The VIX volatility index—the so-called “fear index”—was down 6% this morning and S&P 500 futures rose 0.22%.

Investors are calm in a world filled with war and chaos because Iran’s options in terms of disrupting the oil market are actually quite limited. First, if Iran closed the Strait, the country it would hurt the most would be itself. Iran needs oil revenues as much as the rest of the world needs Iranian oil. And the U.S. would barely feel the closure of the Strait because it buys very little oil from the Gulf region. The predominant buyer of Iranian oil is China, which is an ally of Tehran … so you can see why investors don’t think that Iran is going to shoot itself in that particular foot, and why Iran has not actually closed the Strait yet.

Historically, it would be extremely unlikely for Iran to actually

the shipping route. The Iranian regime has never done that in its five-decades of existence. And if it did so, it would strengthen the U.S. dollar—which has been through a weak spot of late. (Oil contracts are settled in dollars so if the price rises the demand for dollars increases likewise.)

Investors are beginning to suspect that Saturday’s bombing looks more like the closure of a period of uncertainty rather than the beginning. The current situation is that Iran’s air capability is gone, its nuclear weapons program is at the very least heavily damaged, it has a limited ability to punish the world with higher oil prices, and its military retaliation against further bombing by Israel overnight consisted of just one—one!—missile.
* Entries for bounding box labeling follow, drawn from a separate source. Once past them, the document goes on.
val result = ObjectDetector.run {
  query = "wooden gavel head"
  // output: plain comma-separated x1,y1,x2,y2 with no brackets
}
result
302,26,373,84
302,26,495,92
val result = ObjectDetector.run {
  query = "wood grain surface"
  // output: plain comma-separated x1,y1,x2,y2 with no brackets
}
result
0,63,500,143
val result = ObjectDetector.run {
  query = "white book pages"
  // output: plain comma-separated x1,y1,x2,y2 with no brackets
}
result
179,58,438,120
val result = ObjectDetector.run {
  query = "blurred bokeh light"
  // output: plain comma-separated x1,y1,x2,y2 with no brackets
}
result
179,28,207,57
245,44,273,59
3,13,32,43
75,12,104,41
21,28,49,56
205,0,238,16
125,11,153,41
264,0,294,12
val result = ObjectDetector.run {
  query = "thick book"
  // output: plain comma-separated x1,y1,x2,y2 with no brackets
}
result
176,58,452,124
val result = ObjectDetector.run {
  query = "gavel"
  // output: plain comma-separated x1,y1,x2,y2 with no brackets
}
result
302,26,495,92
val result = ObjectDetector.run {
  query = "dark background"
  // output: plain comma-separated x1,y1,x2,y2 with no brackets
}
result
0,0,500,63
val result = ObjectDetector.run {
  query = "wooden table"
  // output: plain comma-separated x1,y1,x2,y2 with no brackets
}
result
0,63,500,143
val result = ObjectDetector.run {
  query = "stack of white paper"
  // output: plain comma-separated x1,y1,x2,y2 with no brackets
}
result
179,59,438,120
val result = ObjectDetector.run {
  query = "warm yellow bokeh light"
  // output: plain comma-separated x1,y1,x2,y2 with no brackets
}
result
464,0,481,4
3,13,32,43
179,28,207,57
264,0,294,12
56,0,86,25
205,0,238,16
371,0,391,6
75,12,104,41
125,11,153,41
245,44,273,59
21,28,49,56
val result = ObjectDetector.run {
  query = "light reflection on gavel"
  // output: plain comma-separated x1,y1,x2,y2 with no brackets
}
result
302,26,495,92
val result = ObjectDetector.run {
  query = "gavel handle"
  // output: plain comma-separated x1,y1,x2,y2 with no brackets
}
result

“A weakened Iran with no nuclear capacity removes the biggest threat to the Middle East and Israel which will be viewed as a positive for the market and tech stocks in particular as investors digest this news. The market will view this Iran threat as now gone and that is a positive for growth in the broader Middle East and ultimately the tech sector. It will take some time for this conflict to settle, but the market will view the worst is now in the rearview mirror with investors looking forward.”

Nonetheless, if Iran did suppress the oil market, what might that look like? There could be an “estimated geopolitical risk premium of $12” on each barrel. “We consider [there might be] two types of oil disruption scenarios, not in our base case: 1) reductions in Iran supply only ($80 Brent), and 2) broader disruption of regional oil production or shipping ($110 Brent).”